Create a new class named ExtendedMailer for the sake of this example and save the file somewhere the autoloader is able to find it. Depending on where you put the file, you may need to run composer dump-autoload once you've saved it.
<?php
use Illuminate\Mail\Mailer;
class ExtendedMailer extends Mailer
{
protected function logMessage($message)
{
parent::logMessage($message);
$emails = implode(', ', array_keys((array) $message->getCc()));
$this->logger->info("Pretending to mail message to: {$emails}");
}
}
Create a new service provider, somewhere your application is able to load classes. As above, you may need to run composer dump-autoload
The below code simply extends the original MailServiceProvider but allows us to bind a different class to in the IoC, you'll notice the new ExtendedMailer; the class we created earlier. Obviously if you namespaced the class, reflect that change here.
<?php
use Illuminate\Mail\MailServiceProvider;
class ExtendedMailServiceProvider extends MailServiceProvider
{
/**
* Register the service provider.
*
* #return void
*/
public function register()
{
$me = $this;
$this->app->bindShared('mailer', function($app) use ($me)
{
$me->registerSwiftMailer();
// Once we have create the mailer instance, we will set a container instance
// on the mailer.

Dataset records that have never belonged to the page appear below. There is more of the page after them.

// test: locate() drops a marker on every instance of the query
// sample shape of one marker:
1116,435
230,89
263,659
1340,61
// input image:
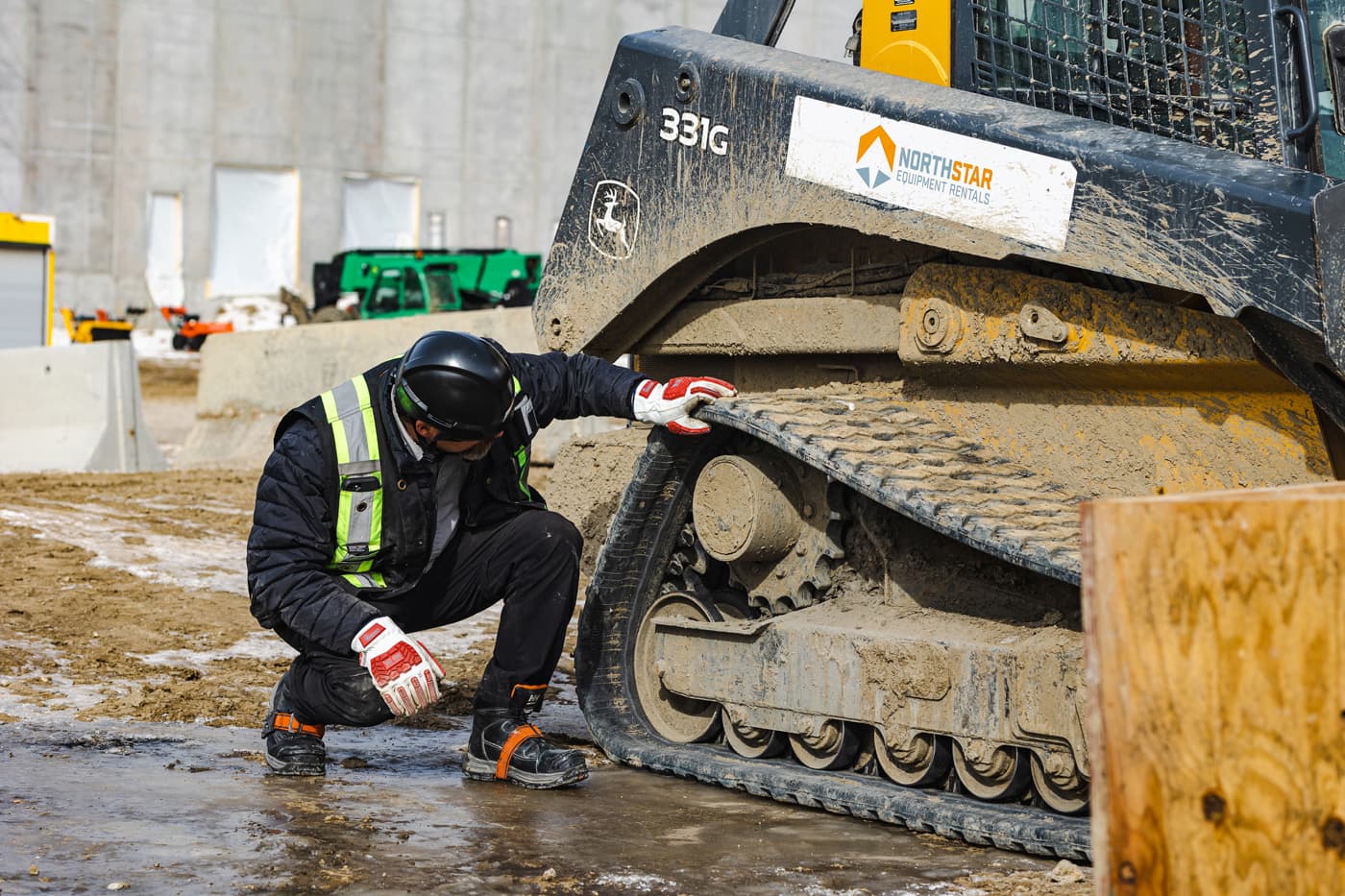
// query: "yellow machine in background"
27,269
911,37
96,328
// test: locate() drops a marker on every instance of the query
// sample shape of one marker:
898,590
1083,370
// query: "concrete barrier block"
74,409
249,379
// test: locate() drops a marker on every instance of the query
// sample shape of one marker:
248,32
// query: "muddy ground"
132,682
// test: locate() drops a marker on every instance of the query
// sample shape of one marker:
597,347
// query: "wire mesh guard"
1197,70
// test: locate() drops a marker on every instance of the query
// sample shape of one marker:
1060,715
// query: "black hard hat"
457,382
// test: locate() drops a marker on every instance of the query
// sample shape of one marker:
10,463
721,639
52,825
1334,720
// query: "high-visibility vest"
359,513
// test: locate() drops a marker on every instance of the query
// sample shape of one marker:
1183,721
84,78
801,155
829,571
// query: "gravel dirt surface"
124,603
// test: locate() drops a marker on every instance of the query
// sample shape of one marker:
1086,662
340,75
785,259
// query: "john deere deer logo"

This allows us to resolve mailer classes via containers
// for maximum testability on said classes instead of passing Closures.
$mailer = new ExtendedMailer(
$app['view'], $app['swift.mailer'], $app['events']
);
$this->setMailerDependencies($mailer, $app);
// If a "from" address is set, we will set it on the mailer so that all mail
// messages sent by the applications will utilize the same "from" address
// on each one, which makes the developer's life a lot more convenient.
$from = $app['config']['mail.from'];
if (is_array($from) && isset($from['address']))
{
$mailer->alwaysFrom($from['address'], $from['name']);
}
// Here we will determine if the mailer should be in "pretend" mode for this
// environment, which will simply write out e-mail to the logs instead of
// sending it over the web, which is useful for local dev environments.
$pretend = $app['config']->get('mail.pretend', false);
$mailer->pretend($pretend);
return $mailer;
});
}
}
In your config/app.php, you'll find a line which looks like
'Illuminate\Mail\MailServiceProvider',
You'll need to comment it out and add a line as below
'ExtendedMailServiceProvider',
What this does is replace the mailer which Laravel knows about with the one you've just created. The one you've just created is the same as the default one as it merely extends it, and adds functionality to the logMessage function.